This syscall is used in Windows applications and games etc. This syscall is
being emulated in pretty slow manner in userspace. Our purpose is to
enhance the kernel such that we translate it efficiently in a better way.
Currently some out of tree hack patches are being used to efficiently
emulate it in some kernels. We intend to replace those with these patches.
So the whole gaming on Linux can effectively get benefit from this. It
means there would be tons of users of this code.
CRIU use case [2] was mentioned by Andrei and Danylo:
> Use cases for migrating sparse VMAs are binaries sanitized with ASAN,
> MSAN or TSAN [3]. All of these sanitizers produce sparse mappings of
> shadow memory [4]. Being able to migrate such binaries allows to highly
> reduce the amount of work needed to identify and fix post-migration
> crashes, which happen constantly.
Andrei's defines the following uses of this code:
* it is more granular and allows us to track changed pages more
effectively. The current interface can clear dirty bits for the entire
process only. In addition, reading info about pages is a separate
operation. It means we must freeze the process to read information
about all its pages, reset dirty bits, only then we can start dumping
pages. The information about pages becomes more and more outdated,
while we are processing pages. The new interface solves both these
downsides. First, it allows us to read pte bits and clear the
soft-dirty bit atomically. It means that CRIU will not need to freeze
processes to pre-dump their memory. Second, it clears soft-dirty bits
for a specified region of memory. It means CRIU will have actual info
about pages to the moment of dumping them.
* The new interface has to be much faster because basic page filtering
is happening in the kernel. With the old interface, we have to read
pagemap for each page.
*Implementation Evolution (Short Summary)*
From the definition of GetWriteWatch(), we feel like kernel's soft-dirty
feature can be used under the hood with some additions like:
* reset soft-dirty flag for only a specific region of memory instead of
clearing the flag for the entire process
* get and clear soft-dirty flag for a specific region atomically
So we decided to use ioctl on pagemap file to read or/and reset soft-dirty
flag. But using soft-dirty flag, sometimes we get extra pages which weren't
even written. They had become soft-dirty because of VMA merging and
VM_SOFTDIRTY flag. This breaks the definition of GetWriteWatch(). We were
able to by-pass this short coming by ignoring VM_SOFTDIRTY until David
reported that mprotect etc messes up the soft-dirty flag while ignoring
VM_SOFTDIRTY [5]. This wasn't happening until [6] got introduced. We
discussed if we can revert these patches. But we could not reach to any
conclusion. So at this point, I made couple of tries to solve this whole
VM_SOFTDIRTY issue by correcting the soft-dirty implementation:
* [7] Correct the bug fixed wrongly back in 2014. It had potential to cause
regression. We left it behind.
* [8] Keep a list of soft-dirty part of a VMA across splits and merges. I
got the reply don't increase the size of the VMA by 8 bytes.

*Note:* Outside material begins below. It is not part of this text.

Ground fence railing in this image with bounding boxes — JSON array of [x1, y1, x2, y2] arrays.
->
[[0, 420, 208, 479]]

At this point, we left soft-dirty considering it is too much delicate and
userfaultfd [9] seemed like the only way forward. From there onward, we
have been basing soft-dirty emulation on userfaultfd wp feature where
kernel resolves the faults itself when WP_ASYNC feature is used. It was
straight forward to add WP_ASYNC feature in userfautlfd. Now we get only
those pages dirty or written-to which are really written in reality. (PS
There is another WP_UNPOPULATED userfautfd feature is required which is
needed to avoid pre-faulting memory before write-protecting [9].)
All the different masks were added on the request of CRIU devs to create
interface more generic and better.
[1] https://learn.microsoft.com/en-us/windows/win32/api/memoryapi/nf-memoryapi-…
[2] https://lore.kernel.org/all/20221014134802.1361436-1-mdanylo@google.com
[3] https://github.com/google/sanitizers
[4] https://github.com/google/sanitizers/wiki/AddressSanitizerAlgorithm#64-bit
[5] https://lore.kernel.org/all/bfcae708-db21-04b4-0bbe-712badd03071@redhat.com
[6] https://lore.kernel.org/all/20220725142048.30450-1-peterx@redhat.com/
[7] https://lore.kernel.org/all/20221122115007.2787017-1-usama.anjum@collabora.…
[8] https://lore.kernel.org/all/20221220162606.1595355-1-usama.anjum@collabora.…
[9] https://lore.kernel.org/all/20230306213925.617814-1-peterx@redhat.com
[10] https://lore.kernel.org/all/20230125144529.1630917-1-mdanylo@google.com
* Original Cover letter from v8*
Hello,
Note:
Soft-dirty pages and pages which have been written-to are synonyms. As
kernel already has soft-dirty feature inside which we have given up to
use, we are using written-to terminology while using UFFD async WP under
the hood.
It is possible to find and clear soft-dirty pages entirely in userspace.
But it isn't efficient:
- The mprotect and SIGSEGV handler for bookkeeping
- The userfaultfd wp (synchronous) with the handler for bookkeeping
Some benchmarks can be seen here[1]. This series adds features that weren't
present earlier:
- There is no atomic get soft-dirty/Written-to status and clear present in
the kernel.
- The pages which have been written-to can not be found in accurate way.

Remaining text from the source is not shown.